Palmitoylation prevents B7-H4 lysosomal degradation sustaining tumor immune evasion.

B7-H4 functions as an immune checkpoint in the tumor microenvironment (TME). However, the post-translational modification (PTM) of B7-H4 and its translational potential in cancer remains incompletely understood. We find that ZDHHC3, a zinc finger DHHC-type palmitoyltransferase, palmitoylates B7-H4 at Cys130 in breast cancer cells, preventing its lysosomal degradation and sustaining B7-H4-mediated immunosuppression. Knockdown of ZDHHC3 in tumors results in robust anti-tumor immunity and reduces tumor progression in murine models.

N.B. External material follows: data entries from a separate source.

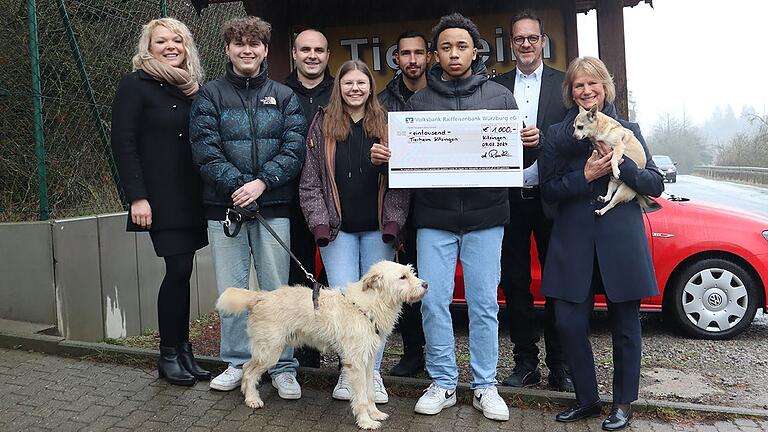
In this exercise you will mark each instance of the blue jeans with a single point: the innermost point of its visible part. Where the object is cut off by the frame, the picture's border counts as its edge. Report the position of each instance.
(480, 253)
(232, 265)
(348, 258)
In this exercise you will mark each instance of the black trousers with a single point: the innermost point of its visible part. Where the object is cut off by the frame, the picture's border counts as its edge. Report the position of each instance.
(526, 217)
(572, 320)
(410, 324)
(303, 246)
(173, 300)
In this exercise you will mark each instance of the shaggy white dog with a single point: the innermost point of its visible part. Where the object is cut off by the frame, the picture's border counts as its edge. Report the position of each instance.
(354, 324)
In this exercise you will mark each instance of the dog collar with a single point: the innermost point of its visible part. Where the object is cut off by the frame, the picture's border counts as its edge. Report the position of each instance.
(375, 327)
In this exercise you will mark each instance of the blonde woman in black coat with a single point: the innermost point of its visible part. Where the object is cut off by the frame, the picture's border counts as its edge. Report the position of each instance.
(150, 142)
(589, 253)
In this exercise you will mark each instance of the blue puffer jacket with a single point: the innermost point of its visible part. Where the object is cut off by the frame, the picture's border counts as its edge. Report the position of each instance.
(242, 129)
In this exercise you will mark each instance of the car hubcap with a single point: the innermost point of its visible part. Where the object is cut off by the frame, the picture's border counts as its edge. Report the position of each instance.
(715, 300)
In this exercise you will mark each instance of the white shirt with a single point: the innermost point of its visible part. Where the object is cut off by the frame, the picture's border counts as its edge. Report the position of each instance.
(527, 90)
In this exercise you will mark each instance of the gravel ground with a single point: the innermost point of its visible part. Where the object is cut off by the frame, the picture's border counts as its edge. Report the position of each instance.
(732, 372)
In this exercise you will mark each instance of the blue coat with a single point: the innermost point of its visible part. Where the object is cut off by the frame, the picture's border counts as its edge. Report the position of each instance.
(244, 129)
(617, 239)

Moreover, abemaciclib, a CDK4/6 inhibitor, primes lysosome activation and promotes lysosomal degradation of B7-H4 independently of the tumor cell cycle. Treatment with abemaciclib results in T cell activation and mitigates B7-H4-mediated immune suppression via inducing B7-H4 degradation in preclinical tumor models. Thus, B7-H4 palmitoylation is an important PTM controlling B7-H4 protein stability and abemaciclib may be repurposed to promote B7-H4 degradation, thereby treating patients with B7-H4 expressing tumors.